# New CAAD9 Build



## DG62 (Jan 18, 2009)

I just completed the build of a CAAD9 frame I purchased, I believe, in late 2007and I wanted to thank forum members for their direct or indirect contributions. Most of the build components were purchased based on the recommendations and advice provided my residents of this forum.
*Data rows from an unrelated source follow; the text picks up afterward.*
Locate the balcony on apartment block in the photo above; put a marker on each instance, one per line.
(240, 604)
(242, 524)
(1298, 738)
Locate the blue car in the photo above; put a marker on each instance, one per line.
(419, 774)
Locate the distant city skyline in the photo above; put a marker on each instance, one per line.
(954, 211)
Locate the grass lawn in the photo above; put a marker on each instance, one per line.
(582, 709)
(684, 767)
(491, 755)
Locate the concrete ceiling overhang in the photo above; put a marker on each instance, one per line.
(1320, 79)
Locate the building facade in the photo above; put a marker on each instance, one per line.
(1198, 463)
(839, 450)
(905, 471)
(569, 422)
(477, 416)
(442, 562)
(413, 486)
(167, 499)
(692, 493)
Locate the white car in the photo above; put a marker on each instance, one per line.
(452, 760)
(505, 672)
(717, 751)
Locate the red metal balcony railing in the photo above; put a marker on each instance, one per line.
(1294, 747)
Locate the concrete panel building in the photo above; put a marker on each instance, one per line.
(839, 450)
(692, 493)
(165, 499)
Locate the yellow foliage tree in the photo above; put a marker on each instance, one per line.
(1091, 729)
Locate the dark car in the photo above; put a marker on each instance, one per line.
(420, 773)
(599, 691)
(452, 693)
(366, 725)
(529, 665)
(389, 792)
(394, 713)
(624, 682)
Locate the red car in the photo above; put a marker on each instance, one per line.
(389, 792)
I've been away from home for several weeks and didn't get a chance to take it for a ride before I left. But I'm looking forward to returning in a few days to put in an inaugeral ride on the 4th of July weekend.

Build Specifics:
58cm CAAD9 frame
Edge 2.0 fork (45mm)
Campy Chorus 11
Kinlin 30mm rims (20/28)/Sapim cxray spoke/Alchemy ELF/ORC hubs (rruff build)
Time iCLIC Carbon pedals
Thompson X2 stem
Ritchey WCS Logic II bars
Lizard Skin bar tape
Thompson Masterpiece seatpost
Fizik Aliante saddle
Michelin Pro3 race tires
Elite Patao bottle cage

Once again, thanks for the help.

Dave G


----------



## 2cans (Aug 25, 2008)

verry sharp lookin build, i like the campy and the edge fork. it wood be nice to cdale offer a campy build along with a full 3t package .


----------



## dahas325is (Oct 26, 2008)

Looking good and very clean build! :thumbsup:


----------



## skaruda_23 (May 8, 2009)

Gotta love the raw finish aluminum. Nice build! And I like the saddle choice too.


----------



## DG62 (Jan 18, 2009)

Thanks for the compliments. Looking forward to a giving it a ride.

Dave


----------



## sixgears (Apr 1, 2009)

That's one clean build. Good luck with it.


----------